Mr Obama will welcome new French President Francois Hollande as a potential ally in his push for Europe to follow the US in giving a higher priority to expansionary policies, and as a counterweight to German Chancellor Angela Merkel.
Mr Obama can expect support from British Prime Minister David Cameron, who told Dr Merkel and Mr Hollande on Thursday that eurozone leaders must embark on a series of urgent steps to prop up the single currency, to avoid a major implosion across Europe.
While Mr Obama is not anticipating any major decision to emerge from Camp David, it will be a chance for the Americans to vent their frustration that Europe has failed to find a solution to a debt crisis.
The two main figures in Greece’s fresh election are on a collision course, with one predicting ”hell” if Athens adheres to EU-mandated austerity and the other forecasting a ”nightmare” if the nation abandons reforms and gives up the euro.
Emboldened by yet another poll showing his party’s wide appeal, the leader of the left-wing Syriza party, Alexis Tsipras, said the international accord Greece had signed up to in return for rescue loans was catastrophic for the country. Instead of a rescue, the debt-stricken nation has been thrown into its worst recession since World War II.
”With this policy [bailout agreement] we are going directly to hell,” he said.
”To save Europe we need to change direction,” insisted the politician who has pledged to ”tear up” the €130 billion ”memorandum of understanding” that Athens reached with the EU and IMF earlier this year.
But Antonis Samaras, who heads the conservative New Democracy party, said that in the event of Greece reneging on the pledges it had made, the road ahead would be a ”nightmarish” one.

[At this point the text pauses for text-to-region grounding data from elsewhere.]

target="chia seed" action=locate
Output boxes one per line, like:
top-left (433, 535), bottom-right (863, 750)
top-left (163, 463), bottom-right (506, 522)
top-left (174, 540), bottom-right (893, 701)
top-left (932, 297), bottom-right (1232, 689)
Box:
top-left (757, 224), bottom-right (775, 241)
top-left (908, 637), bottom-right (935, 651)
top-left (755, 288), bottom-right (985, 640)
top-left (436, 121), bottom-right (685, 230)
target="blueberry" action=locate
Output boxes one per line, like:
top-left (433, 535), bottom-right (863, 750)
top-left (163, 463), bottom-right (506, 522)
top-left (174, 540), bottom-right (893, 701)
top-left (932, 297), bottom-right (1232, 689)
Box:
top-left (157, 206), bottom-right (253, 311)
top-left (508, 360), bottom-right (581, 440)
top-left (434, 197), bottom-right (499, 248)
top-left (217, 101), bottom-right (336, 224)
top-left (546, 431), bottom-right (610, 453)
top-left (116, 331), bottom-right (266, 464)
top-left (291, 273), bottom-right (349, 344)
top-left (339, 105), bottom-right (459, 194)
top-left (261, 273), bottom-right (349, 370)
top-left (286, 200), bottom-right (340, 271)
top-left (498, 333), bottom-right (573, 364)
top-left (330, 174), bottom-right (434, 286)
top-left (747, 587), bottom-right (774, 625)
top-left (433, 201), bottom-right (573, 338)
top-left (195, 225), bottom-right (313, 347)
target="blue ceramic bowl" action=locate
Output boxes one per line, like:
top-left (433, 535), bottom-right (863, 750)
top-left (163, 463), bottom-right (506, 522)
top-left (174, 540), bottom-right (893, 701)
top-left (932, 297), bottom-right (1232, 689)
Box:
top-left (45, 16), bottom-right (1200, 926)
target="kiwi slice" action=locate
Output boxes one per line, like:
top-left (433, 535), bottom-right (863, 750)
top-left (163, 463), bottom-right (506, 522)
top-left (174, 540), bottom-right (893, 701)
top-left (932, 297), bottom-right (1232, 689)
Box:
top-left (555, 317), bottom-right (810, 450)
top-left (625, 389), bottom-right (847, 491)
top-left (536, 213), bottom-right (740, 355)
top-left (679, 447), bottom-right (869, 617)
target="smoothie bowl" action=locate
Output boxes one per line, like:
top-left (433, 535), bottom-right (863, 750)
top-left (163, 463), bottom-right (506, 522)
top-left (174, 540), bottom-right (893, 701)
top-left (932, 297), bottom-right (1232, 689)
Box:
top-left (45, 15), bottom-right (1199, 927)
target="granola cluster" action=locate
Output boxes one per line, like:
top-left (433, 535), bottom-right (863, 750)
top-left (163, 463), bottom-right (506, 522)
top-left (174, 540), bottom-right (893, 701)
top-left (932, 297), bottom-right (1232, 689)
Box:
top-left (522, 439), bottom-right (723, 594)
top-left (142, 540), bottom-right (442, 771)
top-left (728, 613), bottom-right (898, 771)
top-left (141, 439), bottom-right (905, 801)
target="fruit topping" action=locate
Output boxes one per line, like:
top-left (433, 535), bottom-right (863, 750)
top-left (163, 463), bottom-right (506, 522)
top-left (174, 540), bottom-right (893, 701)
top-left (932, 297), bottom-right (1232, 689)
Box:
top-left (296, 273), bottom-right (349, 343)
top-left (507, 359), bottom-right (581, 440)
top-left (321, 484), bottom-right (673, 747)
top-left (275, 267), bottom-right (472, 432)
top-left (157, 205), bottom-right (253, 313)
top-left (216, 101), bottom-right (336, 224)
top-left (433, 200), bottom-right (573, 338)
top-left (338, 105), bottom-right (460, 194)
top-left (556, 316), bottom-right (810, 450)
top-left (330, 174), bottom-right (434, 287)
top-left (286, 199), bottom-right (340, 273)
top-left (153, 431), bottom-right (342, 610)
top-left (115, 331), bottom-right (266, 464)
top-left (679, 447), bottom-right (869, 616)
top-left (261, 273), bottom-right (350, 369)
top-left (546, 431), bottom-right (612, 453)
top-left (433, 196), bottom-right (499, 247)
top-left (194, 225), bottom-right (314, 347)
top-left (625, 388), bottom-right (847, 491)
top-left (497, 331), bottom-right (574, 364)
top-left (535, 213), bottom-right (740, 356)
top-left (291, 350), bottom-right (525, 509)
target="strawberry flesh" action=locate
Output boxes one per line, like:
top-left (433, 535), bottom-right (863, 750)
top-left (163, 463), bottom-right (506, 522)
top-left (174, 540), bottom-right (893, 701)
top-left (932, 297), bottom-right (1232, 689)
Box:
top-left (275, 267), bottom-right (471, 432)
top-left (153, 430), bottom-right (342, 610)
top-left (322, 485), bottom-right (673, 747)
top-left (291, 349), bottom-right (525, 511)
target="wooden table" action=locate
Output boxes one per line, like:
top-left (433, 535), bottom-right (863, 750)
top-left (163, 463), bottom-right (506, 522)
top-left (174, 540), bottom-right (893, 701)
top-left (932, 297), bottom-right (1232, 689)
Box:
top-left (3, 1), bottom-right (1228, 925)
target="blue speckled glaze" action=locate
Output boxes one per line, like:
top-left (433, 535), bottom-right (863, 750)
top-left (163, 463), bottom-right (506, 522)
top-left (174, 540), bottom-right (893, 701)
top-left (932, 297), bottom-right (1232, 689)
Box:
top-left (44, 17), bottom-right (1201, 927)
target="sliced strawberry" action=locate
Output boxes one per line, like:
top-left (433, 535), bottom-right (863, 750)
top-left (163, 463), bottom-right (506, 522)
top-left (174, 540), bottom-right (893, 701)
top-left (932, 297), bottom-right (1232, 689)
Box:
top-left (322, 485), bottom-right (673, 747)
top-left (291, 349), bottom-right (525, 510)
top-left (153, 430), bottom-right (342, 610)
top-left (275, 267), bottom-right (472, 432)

Reversion to the drachma would mean wages, deposits and property values all being ”cut in half”, and the price of imported commodities, such as food and fuel, rocketing, he predicted.
”This is the nightmare that those who speak of a unilateral condemnation [of the loan agreement] will bring,” he told his parliamentary group at its last meeting before the 300-seat house is dissolved and the election campaign officially announced.
Nervous investors weighed the possibility of political chaos and economic collapse in Greece having knock-on effects for the global economy. Spain was the main focus of concern amid reports – denied by its Economy Minister – of a run on Bankia, the country’s fourth biggest bank. Fitch waited for European markets to close before downgrading Greece’s credit rating from B- to CCC.
A wave of downgrades of Spain’s biggest banks was expected as ratings agency Moody’s downgraded four Spanish regions.
In Greece, there were hopes that the deposit outflows from banks had reduced. Critics say that if Syriza comes to power and overturns the loan deal, Greece will be forced to leave the eurozone and be condemned ever after to also-ran status.
But for many Greeks there is a profound and growing desire to try something – anything – new after two years of wage cuts and tax increases under a socialist government and then the unelected government of the technocratic prime minister Lucas Papademos.
”Even if it was just to release the pressure that had built for so long, the people wanted to express their anger and disappointment,” said Fotini Bombola at her craft store, Happy Cloud, in Athens. ”What they said was, ‘We’re not sheep for you to take to the slaughter.”’
Like many, she said she had voted for Syriza, but wanted Greece to stay in the eurozone.
Others said those goals were mutually exclusive. ”The true dilemma in the election is to stay in the eurozone or out,” said Haris Karamaneas, who works in the construction industry. ”It will be the moment of truth for a lot of people who voted with anger in the previous election.”